We would thrill to the likes of Bruno Sammartino, the pride of Pittsburgh, or Andre the Giant--winging each other around, flinging themselves off the ropes to flatten his opponent on the mat. We loved the flying Samoans and their moves of jumping off the ropes to simulate hitting the other guy in the head with their knees. There were the tag team events, and the single events. Each guy bigger and badder than the other--each wearing skimpy bathing suit type bottoms along with leather high top shoes. They were not terribly built (especially by today's standards)--but they had "the moves"....which you can see from this video which included a whole lot of bouncing around on the ring floor (which must have had some kind of engineering to make it that bouncy). We would get up on the furniture and bounce--jumping off (sometimes a little to close to the coffee table) trying to nail either my sister or brother and bring them down like the Flying Samoans...or Tom would get me in one of the famous neck holds and wrestle us to the ground. We too could be wrestlers--right there in the living room...maybe without the audience but much like bowling, we could be there.

We loved it...with the loud, crude people shouting, the forceful brutish referees, the dapper announcers and commentators and the camera man panning the audience for all the odd people who were there, savoring the majesty of Studio Wrestling instead of being in their beige living room.

You tube bringing us a little snippet of the action. I love how bouncy these guys get.

Andre the Giant, doing his thing in the ring.

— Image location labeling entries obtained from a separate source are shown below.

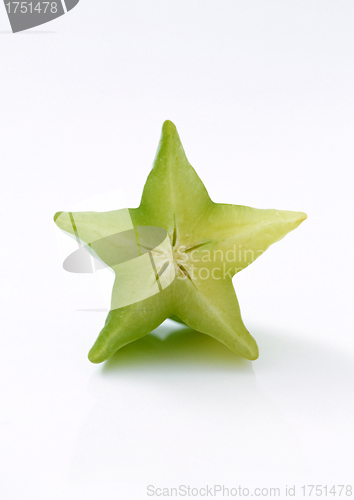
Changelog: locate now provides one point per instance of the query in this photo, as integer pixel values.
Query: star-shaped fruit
(175, 255)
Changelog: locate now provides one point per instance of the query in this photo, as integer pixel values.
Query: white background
(262, 95)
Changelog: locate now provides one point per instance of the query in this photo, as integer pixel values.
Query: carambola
(175, 255)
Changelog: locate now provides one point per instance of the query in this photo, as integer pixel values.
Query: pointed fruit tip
(168, 127)
(253, 351)
(94, 357)
(57, 215)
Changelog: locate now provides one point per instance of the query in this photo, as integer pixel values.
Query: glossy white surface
(262, 96)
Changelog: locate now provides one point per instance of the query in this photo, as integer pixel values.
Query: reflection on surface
(181, 349)
(180, 407)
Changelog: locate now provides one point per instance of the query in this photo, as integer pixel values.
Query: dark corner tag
(28, 14)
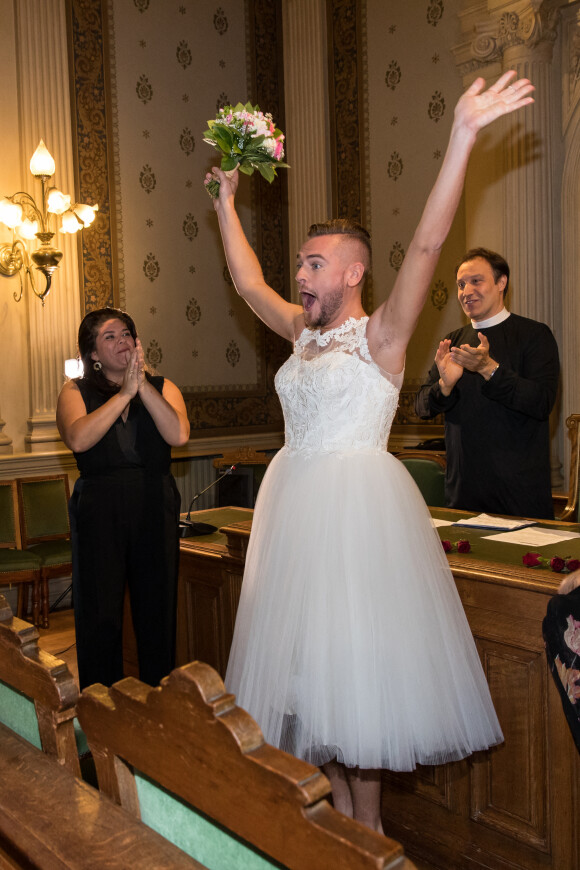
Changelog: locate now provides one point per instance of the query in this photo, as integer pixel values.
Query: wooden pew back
(188, 737)
(38, 693)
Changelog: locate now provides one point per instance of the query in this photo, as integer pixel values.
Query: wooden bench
(38, 693)
(51, 820)
(194, 766)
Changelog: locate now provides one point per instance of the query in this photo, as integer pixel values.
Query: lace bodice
(334, 397)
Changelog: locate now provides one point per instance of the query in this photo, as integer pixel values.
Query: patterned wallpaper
(165, 70)
(412, 88)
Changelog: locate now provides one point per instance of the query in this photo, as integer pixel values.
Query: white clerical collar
(493, 321)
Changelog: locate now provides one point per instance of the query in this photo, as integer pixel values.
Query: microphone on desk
(189, 528)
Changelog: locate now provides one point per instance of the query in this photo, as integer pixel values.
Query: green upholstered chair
(428, 471)
(45, 528)
(17, 566)
(569, 513)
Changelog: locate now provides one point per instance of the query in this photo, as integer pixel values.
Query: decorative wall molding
(349, 154)
(570, 64)
(523, 23)
(87, 25)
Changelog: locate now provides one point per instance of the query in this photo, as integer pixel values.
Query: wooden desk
(210, 580)
(514, 807)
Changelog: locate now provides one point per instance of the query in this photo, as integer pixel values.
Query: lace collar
(350, 325)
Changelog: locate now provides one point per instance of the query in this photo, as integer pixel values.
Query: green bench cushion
(200, 837)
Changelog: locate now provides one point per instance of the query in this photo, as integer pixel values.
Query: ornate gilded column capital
(492, 28)
(570, 64)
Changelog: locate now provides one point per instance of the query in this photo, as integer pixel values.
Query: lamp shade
(41, 162)
(28, 229)
(58, 202)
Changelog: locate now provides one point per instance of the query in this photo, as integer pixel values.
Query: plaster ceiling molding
(502, 25)
(570, 64)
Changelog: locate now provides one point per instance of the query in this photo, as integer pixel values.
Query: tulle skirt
(350, 640)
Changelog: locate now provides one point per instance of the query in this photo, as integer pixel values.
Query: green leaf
(267, 171)
(229, 163)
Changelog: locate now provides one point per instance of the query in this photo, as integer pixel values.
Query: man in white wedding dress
(351, 648)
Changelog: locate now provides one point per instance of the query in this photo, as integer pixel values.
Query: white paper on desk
(534, 536)
(485, 521)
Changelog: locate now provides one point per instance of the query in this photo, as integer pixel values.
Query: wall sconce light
(28, 221)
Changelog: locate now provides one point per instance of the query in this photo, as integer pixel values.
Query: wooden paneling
(513, 807)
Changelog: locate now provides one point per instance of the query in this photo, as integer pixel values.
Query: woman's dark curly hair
(87, 342)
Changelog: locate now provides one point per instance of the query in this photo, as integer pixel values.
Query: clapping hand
(449, 370)
(474, 359)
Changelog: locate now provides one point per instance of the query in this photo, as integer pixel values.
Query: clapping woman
(121, 422)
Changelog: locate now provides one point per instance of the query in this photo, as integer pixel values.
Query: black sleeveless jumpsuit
(124, 525)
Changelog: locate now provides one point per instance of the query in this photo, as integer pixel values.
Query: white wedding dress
(350, 640)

Andre the Giant, doing his thing in the ring.

Wikipedia takes us there:

"At one time, this show was considered one of the top wrestling shows in the United States. Even though the show started on Saturdays at 6 p.m., the lines started to form around the TV station at noon. The show was so popular that it revived the dying Pittsburgh wrestling market. No wrestling promotion can survive without a strong television presence because pro wrestling is not routinely covered by mainstream media."

 

Let's just put it there. It was art. It was inspiration. It was a pure sport. This was all pre-corporate tie in. There were no studio wrestling promotions at George Aikens (the foul chicken roasting store) or the bastion of pureness, Islays, home of the sublime chip chop ham, milkshakes, hot dogs and of course, the classic, the Klondike. There were no billboards, or even t.v. promos for this wonder. You either were into studio wrestling or you weren't-- You were either insiders or clueless. It was a sport of and for the people...though the crowd at church and the crowd at school were not aficionados. Candidly, this is the first time I have gone public with my love and admiration of the sport as it was too personal and too outside the box...but  YOLO ("you only live once"). And now you know. I hope you do not think any less of me. I would say, studio wrestling helped to form me, my loves and my inspiration.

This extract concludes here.